Henry Kreisel


Henry Kreisel, OC was a Canadian writer of novels and essays.
Kreisel was born in Vienna, Austria to a Polish-born mother and a Romanian-born father. The family, which was Jewish, managed to reach Britain just before the Second World War, but, like many other German-speaking refugees, they were declared enemy aliens after the war began.
In 1940 Kreisel was relocated to Canada. He lived on a farm in New Brunswick until 1941. It was there that he began his career as a writer, deciding to write in English and modelling himself on the bilingual author Joseph Conrad. After Canada decided to release the refugees from the camps they had been assigned to, Kreisel decided to pursue his dream of writing and was educated at the University of Toronto. He than denied any connection with or use of the German language, being the language of his persecutors.

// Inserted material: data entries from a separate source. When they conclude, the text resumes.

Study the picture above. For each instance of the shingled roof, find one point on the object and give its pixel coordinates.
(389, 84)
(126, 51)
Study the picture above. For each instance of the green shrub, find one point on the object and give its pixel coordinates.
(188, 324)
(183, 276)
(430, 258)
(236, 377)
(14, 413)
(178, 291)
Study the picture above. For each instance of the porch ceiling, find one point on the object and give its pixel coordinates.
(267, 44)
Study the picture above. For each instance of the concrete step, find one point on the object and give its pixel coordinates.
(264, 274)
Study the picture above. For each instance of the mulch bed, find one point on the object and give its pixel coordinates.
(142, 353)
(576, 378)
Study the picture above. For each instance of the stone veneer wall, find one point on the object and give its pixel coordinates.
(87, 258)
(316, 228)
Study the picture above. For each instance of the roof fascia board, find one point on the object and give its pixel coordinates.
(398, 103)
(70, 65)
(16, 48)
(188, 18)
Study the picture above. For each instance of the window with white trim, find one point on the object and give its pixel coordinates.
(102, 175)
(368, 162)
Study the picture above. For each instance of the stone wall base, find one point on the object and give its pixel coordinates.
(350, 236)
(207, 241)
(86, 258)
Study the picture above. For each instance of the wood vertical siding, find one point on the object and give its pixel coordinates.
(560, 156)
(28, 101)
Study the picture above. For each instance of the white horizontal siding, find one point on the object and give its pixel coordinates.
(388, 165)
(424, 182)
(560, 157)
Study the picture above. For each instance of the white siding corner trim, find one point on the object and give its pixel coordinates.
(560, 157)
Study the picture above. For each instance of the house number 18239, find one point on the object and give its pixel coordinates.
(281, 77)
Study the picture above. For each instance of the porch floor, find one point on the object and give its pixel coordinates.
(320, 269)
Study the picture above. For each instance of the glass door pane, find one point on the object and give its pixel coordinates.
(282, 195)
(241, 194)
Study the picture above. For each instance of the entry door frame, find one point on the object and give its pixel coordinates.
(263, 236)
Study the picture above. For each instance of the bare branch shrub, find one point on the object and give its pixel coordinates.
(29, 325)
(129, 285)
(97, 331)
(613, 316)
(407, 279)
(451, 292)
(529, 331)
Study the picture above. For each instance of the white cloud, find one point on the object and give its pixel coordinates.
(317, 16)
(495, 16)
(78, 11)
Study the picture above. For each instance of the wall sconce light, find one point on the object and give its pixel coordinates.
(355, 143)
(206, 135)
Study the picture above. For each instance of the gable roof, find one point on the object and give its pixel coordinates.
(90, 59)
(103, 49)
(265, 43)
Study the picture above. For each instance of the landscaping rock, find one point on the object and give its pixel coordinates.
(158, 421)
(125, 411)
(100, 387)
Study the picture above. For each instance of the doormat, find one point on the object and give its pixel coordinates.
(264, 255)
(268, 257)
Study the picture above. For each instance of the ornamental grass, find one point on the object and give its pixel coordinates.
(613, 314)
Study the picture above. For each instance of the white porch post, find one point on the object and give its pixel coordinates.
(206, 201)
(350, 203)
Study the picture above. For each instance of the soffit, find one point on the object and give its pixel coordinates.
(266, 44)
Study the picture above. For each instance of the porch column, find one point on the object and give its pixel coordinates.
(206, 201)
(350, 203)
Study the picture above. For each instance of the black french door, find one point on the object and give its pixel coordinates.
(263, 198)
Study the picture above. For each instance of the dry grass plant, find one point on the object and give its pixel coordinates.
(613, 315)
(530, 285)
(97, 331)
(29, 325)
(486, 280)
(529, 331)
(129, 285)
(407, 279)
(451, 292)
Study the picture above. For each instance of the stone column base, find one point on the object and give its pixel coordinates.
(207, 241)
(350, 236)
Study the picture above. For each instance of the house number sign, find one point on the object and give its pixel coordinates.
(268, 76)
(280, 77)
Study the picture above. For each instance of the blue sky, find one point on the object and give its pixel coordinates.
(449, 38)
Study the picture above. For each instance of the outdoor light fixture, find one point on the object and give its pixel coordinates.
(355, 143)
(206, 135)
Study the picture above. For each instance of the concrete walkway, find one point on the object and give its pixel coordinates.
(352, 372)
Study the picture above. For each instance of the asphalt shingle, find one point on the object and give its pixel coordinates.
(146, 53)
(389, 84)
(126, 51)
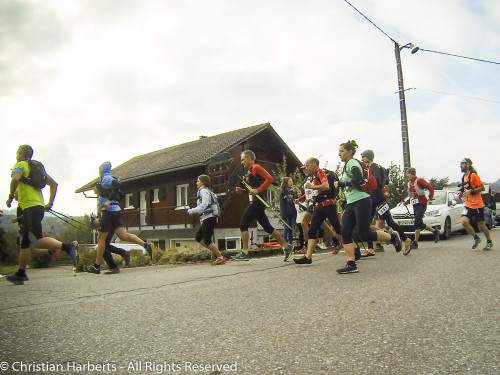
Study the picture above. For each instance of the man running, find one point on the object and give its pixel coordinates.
(30, 200)
(471, 189)
(258, 179)
(380, 205)
(324, 206)
(416, 197)
(111, 219)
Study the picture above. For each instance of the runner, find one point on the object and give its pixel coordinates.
(358, 209)
(208, 209)
(324, 206)
(258, 179)
(31, 201)
(471, 189)
(111, 219)
(416, 196)
(380, 206)
(287, 208)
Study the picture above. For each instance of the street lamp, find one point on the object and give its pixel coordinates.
(402, 103)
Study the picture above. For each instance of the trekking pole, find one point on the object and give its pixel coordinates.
(61, 217)
(264, 202)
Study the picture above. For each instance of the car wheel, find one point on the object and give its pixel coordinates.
(447, 229)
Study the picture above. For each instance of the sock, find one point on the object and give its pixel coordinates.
(20, 272)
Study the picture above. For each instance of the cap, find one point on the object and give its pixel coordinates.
(105, 167)
(369, 154)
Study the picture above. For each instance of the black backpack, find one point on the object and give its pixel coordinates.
(37, 176)
(332, 192)
(114, 194)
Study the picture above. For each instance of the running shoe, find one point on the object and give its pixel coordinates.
(302, 260)
(241, 256)
(357, 253)
(489, 246)
(301, 251)
(149, 249)
(322, 246)
(73, 251)
(126, 258)
(367, 254)
(436, 235)
(350, 267)
(407, 246)
(477, 241)
(219, 261)
(14, 279)
(288, 250)
(92, 269)
(396, 241)
(112, 271)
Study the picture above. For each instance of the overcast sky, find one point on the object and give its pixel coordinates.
(83, 82)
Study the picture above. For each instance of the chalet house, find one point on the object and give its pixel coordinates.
(160, 186)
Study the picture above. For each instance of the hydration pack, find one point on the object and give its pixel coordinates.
(369, 182)
(37, 176)
(114, 194)
(332, 192)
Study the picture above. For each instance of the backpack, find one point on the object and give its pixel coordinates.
(369, 182)
(332, 192)
(37, 176)
(114, 194)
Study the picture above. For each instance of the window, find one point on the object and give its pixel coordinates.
(182, 196)
(128, 201)
(156, 195)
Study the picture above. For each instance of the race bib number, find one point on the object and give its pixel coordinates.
(383, 208)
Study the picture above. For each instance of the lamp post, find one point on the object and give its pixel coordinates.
(402, 105)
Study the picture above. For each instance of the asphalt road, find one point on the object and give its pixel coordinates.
(435, 311)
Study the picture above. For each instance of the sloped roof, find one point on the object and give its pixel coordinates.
(183, 156)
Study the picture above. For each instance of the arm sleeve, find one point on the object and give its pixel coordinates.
(268, 179)
(357, 176)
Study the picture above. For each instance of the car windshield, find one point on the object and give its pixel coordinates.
(440, 197)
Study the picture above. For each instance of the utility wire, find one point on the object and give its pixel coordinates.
(419, 49)
(463, 57)
(369, 20)
(461, 96)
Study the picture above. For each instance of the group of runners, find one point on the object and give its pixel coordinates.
(363, 195)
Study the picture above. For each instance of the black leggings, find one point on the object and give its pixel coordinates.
(388, 219)
(206, 231)
(358, 213)
(255, 211)
(319, 215)
(419, 211)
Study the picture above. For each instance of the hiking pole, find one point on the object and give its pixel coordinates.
(56, 214)
(264, 202)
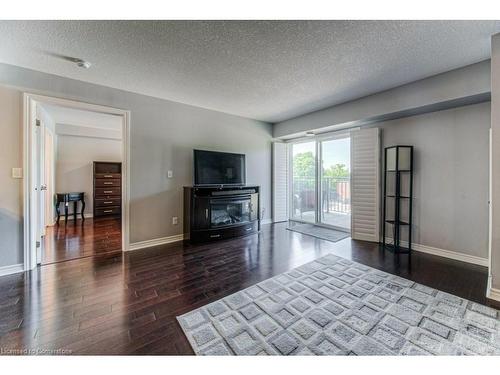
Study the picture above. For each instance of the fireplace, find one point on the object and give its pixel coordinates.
(230, 211)
(212, 213)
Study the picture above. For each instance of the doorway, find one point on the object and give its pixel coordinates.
(68, 148)
(321, 182)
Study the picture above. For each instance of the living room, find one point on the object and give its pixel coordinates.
(285, 187)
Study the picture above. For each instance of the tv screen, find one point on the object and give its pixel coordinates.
(218, 168)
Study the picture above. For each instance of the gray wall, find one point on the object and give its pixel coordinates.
(11, 208)
(495, 162)
(163, 134)
(451, 176)
(457, 87)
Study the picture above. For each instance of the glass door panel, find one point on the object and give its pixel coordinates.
(335, 191)
(303, 199)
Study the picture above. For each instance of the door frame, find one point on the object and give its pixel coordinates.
(318, 139)
(30, 101)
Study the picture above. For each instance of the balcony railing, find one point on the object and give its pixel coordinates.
(335, 194)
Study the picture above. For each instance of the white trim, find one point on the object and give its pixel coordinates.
(492, 293)
(156, 242)
(9, 270)
(445, 253)
(78, 216)
(28, 188)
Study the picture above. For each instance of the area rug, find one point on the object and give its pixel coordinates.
(319, 232)
(333, 306)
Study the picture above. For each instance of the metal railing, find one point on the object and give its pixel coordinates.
(335, 194)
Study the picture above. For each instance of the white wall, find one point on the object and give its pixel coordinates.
(495, 165)
(75, 156)
(11, 209)
(451, 176)
(162, 137)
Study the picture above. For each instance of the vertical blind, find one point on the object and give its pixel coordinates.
(365, 184)
(280, 182)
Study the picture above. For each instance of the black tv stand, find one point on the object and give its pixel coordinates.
(218, 212)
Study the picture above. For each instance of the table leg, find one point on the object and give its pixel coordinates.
(83, 208)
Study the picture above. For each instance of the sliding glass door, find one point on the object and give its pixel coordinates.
(303, 191)
(335, 183)
(320, 184)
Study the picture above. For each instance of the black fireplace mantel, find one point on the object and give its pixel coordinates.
(215, 213)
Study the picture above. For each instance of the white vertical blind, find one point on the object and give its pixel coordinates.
(280, 182)
(365, 184)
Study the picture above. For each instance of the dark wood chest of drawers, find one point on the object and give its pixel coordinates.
(107, 188)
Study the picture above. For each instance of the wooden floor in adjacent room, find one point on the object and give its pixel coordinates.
(75, 239)
(127, 304)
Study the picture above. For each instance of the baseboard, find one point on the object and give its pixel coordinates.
(8, 270)
(492, 293)
(155, 242)
(70, 217)
(445, 253)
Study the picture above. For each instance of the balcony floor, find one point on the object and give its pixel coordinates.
(337, 219)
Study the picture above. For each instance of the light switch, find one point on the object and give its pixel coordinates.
(17, 173)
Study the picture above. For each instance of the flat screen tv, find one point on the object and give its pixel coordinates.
(218, 168)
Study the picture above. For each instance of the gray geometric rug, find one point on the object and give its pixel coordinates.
(333, 306)
(319, 232)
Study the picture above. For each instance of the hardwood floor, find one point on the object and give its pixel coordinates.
(79, 239)
(127, 304)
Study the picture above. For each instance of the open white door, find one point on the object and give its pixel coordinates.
(365, 185)
(40, 187)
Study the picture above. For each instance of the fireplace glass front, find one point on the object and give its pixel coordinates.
(227, 212)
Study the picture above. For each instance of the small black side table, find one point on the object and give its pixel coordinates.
(66, 198)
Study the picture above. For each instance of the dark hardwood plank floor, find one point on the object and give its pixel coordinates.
(80, 239)
(127, 304)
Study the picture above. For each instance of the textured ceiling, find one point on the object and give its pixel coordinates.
(265, 70)
(78, 117)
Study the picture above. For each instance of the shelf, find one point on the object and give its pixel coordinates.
(394, 222)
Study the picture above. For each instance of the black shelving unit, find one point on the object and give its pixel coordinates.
(398, 197)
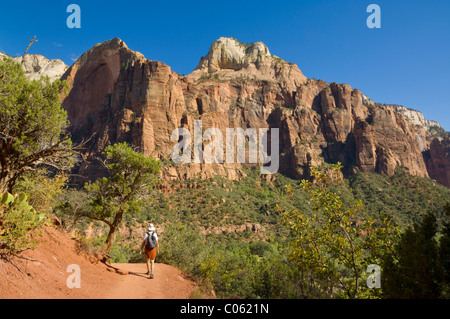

Kreisel became one of the first Jewish writers to write about Jewish-Canadian issues. Later he spent time in Western Canada, and his essay "The Prairie: A State of Mind" is a frequently anthologized discussion of Western Canadian regionalism.
He was made an Officer of the Order of Canada in 1987. In order to honour him, the "Canadian Literature Centre" in Edmonton organizes an annual "Henry Kreisel Memorial Lecture".
An inventory of his papers is existing at the University of Manitoba Archives & Special Collections.